Scientific Beta Multi-Strategy Factor Indices: Combining Factor Tilts and Improved Diversification
This paper by EDHEC argues that current smart beta investment approaches only provide a partial answer to the main shortcomings of cap-weighted indices, and introduces Scientific Beta Multi-Strategy Factor Indices which are constructed using a new approach to equity investing referred to as smart factor investing.
It then provides an assessment of the benefits of addressing the two main problems of cap-weighted indices (their undesirable factor exposures and their heavy concentration) simultaneously by constructing factor indices that explicitly seek exposures to rewarded risk factors, while diversifying away unrewarded risks.
The results suggest that ERI Scientific Beta Multi-Strategy Factor Indices lead to considerable improvements in risk-adjusted performance.

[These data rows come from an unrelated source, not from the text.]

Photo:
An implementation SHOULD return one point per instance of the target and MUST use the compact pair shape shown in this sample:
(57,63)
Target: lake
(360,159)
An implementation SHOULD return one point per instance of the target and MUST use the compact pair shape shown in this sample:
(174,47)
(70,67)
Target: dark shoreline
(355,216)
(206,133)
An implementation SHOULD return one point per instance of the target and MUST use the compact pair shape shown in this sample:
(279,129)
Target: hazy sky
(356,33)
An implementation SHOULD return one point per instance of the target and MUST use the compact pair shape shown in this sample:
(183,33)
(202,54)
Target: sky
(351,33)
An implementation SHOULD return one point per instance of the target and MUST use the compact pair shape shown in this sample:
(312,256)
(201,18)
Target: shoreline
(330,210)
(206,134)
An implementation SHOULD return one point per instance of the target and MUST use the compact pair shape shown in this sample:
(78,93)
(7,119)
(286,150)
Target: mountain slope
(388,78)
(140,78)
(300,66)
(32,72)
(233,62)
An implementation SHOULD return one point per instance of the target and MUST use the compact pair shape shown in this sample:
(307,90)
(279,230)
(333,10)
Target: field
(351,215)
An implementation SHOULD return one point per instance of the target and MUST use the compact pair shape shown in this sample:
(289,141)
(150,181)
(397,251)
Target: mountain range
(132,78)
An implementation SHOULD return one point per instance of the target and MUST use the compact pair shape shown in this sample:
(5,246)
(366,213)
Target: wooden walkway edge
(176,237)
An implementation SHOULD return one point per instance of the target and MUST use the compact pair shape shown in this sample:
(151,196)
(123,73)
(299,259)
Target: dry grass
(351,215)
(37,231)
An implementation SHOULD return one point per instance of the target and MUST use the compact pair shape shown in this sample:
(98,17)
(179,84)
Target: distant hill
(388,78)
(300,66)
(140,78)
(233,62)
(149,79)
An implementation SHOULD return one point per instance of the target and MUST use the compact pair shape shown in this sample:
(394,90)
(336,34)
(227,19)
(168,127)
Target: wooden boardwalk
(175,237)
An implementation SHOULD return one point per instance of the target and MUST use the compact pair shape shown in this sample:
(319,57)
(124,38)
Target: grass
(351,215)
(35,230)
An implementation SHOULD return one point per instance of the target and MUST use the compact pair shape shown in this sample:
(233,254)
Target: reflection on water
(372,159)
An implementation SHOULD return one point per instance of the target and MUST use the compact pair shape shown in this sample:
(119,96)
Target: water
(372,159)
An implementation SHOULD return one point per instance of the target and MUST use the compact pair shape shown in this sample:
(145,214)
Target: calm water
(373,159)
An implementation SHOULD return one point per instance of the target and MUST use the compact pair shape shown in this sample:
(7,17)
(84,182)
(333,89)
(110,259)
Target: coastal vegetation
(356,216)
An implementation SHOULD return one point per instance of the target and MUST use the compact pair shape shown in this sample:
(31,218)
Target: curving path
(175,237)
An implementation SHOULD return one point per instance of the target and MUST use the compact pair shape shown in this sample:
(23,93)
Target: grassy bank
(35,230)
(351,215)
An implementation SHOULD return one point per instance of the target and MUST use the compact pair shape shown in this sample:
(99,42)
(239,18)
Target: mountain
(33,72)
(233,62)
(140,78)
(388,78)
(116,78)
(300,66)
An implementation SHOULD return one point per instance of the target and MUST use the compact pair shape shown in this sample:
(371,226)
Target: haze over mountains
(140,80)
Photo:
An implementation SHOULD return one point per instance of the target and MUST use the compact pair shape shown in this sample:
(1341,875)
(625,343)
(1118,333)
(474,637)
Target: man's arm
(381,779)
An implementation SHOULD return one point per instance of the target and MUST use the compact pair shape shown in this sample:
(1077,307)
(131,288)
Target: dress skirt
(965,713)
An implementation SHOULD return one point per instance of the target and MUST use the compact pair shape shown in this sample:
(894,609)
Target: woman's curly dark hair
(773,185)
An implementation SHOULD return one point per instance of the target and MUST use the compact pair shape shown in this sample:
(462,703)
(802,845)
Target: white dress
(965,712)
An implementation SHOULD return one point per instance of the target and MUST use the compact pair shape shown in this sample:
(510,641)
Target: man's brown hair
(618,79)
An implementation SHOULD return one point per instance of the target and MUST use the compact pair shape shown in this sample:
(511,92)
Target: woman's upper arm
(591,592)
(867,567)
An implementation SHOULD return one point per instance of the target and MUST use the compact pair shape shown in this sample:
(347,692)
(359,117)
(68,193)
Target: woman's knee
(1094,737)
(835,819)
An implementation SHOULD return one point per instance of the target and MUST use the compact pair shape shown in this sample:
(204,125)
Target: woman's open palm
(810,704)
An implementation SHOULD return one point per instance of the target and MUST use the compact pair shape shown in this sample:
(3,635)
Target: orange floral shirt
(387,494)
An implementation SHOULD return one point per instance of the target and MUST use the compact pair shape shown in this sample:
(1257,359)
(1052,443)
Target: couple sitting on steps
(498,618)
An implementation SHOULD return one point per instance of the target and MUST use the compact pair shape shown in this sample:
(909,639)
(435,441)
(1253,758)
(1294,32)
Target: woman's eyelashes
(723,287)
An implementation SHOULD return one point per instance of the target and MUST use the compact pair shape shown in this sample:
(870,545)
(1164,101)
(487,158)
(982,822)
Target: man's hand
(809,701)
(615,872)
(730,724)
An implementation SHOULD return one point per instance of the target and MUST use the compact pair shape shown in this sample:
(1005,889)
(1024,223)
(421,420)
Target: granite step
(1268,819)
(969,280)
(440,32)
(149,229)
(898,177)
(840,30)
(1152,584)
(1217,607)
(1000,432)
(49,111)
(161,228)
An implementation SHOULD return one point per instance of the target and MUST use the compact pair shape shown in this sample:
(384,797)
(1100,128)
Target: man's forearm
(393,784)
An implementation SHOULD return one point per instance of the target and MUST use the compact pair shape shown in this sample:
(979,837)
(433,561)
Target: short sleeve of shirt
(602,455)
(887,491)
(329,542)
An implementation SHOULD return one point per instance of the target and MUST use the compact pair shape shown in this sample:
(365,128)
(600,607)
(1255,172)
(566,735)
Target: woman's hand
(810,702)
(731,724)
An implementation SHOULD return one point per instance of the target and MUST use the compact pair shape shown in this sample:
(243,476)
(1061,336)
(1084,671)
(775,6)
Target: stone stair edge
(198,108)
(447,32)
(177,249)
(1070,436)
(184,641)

For long-term US data, smart factor indices for a range of different factor tilts consistently outperform cap-weighted factor tilted indices, and factor indices from popular commercial index providers. Compared to the broad cap-weighted index, smart factor indices roughly double the risk-adjusted return (Sharpe ratio). Outperformance of such indices persists at levels ranging from 2.92% to 4.46% annually, even when assuming unrealistically high transaction costs. Moreover, by providing explicit tilts to consensual factors, such indices improve upon many current smart beta offerings where, more often than not, factor tilts result as unintended consequences of ad hoc methodologies.